CMSC 27200 — Lecture 13

Network flow

We will now examine a class of problems related to the idea of network flow. This seems a bit specific compared to the broader techniques that we've been looking at, but the interesting thing about all of these problems is that we can't actually solve them using any of our prior techniques. Rather, they operate under a principle of starting with a simple and not necessarily optimal solution, and iteratively refine and improve that solution until it is optimal.

All of the problems we'll see are based on the idea of flow through a graph.

Definition 13.1. A flow network is a tuple $G = (V,E,s,t,c)$, where $(V,E)$ is a digraph with a source $s \in v$ and a sink $t \in V$ and every edge $e \in E$ has a capacity $c(e) \geq 0$.

To simplify things, we make the following assumptions.

Example 13.2. Here, we have a flow network with edges labelled with their capacities.

Intuitively, we want to consider the flow of some material through our graph from $s$ to $t$. Here, material is abstract, but can represent things like traffic or liquid. Let's formally define what flow is.

Definition 13.3. An $s,t$-flow is a function $f:E \to \mathbb N$ that satisfies

  1. capacity: for all edges $e \in E$, $0 \leq f(e) \leq c(e)$;
  2. conservation: for all vertices $v \in V - \{s,t\}$, \[\sum_{e = (u,v) \in E} f(e) = \sum_{e = (v,w) \in E} f(e).\] In other words, the flow going into a vertex must be the same as the flow leaving the vertex.

We say that the value of a flow $f$ is \[v(f) = \sum_{e = (s,v) \in E} f(e).\]

Example 13.4. Here, we have our network from Example 13.2, with flow applied as labelled.

One thing to note here is that this is clearly not the most "stuff" that we can put through this network. This leads us to our problem.

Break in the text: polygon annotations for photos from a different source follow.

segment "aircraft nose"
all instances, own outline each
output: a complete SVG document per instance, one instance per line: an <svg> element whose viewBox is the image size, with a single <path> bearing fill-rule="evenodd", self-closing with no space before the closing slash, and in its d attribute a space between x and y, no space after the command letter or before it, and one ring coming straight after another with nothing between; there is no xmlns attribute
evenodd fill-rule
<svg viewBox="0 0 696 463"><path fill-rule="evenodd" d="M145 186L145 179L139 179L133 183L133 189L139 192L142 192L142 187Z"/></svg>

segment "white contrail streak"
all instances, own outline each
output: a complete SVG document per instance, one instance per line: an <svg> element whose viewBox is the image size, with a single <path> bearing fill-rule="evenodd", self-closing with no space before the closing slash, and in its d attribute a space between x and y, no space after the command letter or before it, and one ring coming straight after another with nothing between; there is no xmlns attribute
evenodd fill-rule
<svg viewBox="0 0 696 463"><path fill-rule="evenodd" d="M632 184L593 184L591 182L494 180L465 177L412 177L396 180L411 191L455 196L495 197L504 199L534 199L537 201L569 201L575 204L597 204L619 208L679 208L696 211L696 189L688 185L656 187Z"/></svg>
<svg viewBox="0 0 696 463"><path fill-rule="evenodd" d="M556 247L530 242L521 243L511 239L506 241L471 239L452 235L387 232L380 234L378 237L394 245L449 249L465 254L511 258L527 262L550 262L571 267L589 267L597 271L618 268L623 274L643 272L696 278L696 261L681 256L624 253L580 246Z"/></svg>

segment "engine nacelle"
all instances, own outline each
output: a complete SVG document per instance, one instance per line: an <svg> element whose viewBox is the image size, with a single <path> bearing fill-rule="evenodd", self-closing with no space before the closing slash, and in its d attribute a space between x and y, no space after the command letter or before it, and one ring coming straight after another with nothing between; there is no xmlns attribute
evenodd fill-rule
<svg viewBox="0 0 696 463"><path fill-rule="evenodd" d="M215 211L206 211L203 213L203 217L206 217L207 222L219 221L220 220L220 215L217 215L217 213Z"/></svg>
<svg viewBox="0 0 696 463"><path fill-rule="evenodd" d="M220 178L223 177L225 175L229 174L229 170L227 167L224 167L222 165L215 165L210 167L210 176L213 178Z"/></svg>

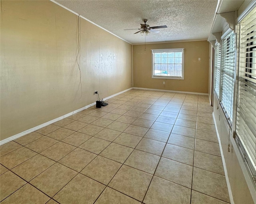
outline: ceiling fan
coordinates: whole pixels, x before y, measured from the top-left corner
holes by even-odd
[[[145,33],[146,33],[146,35],[148,35],[151,32],[155,33],[158,33],[160,32],[159,30],[155,30],[155,29],[166,28],[167,28],[166,26],[158,26],[150,27],[149,26],[149,25],[146,24],[147,22],[148,22],[148,19],[144,19],[143,20],[144,24],[140,24],[140,28],[137,28],[135,29],[124,29],[125,30],[140,30],[139,31],[136,32],[134,34],[140,33],[141,35],[143,36]]]

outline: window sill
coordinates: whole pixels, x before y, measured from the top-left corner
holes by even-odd
[[[152,79],[163,79],[184,80],[184,77],[168,77],[167,76],[152,76]]]

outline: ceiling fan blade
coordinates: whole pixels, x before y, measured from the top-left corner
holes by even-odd
[[[156,28],[166,28],[167,26],[159,26],[150,27],[149,28],[152,29],[155,29]]]
[[[124,29],[124,30],[140,30],[140,28],[134,28],[134,29]]]
[[[138,32],[136,32],[136,33],[134,33],[134,34],[136,34],[136,33],[138,33],[140,32],[141,32],[143,30],[139,30],[139,31],[138,31]]]
[[[151,29],[148,30],[148,31],[150,32],[152,32],[152,33],[158,33],[160,32],[160,31],[159,31],[159,30],[156,30],[154,29]]]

Problem 13.5. The maximum flow problem is: Given a flow network $G = (V,E,s,t,c)$, find a flow $f$ of maximum value.

A seemingly natural approach for this is to use a greedy algorithm: just look at the edges with the largest capacities and measure the flow travelling on those edges. Then if we have any leftover flow, we can redirect it appropriately across the rest of the network.

Example 13.6. Here, we have our working example after applying a "greedy" strategy of finding the largest path to saturate our flow.

We first send 8 flow through path 1 and the remaining 2 through path 2. We then try to send as much as we can through path 3. This results in a flow of 16.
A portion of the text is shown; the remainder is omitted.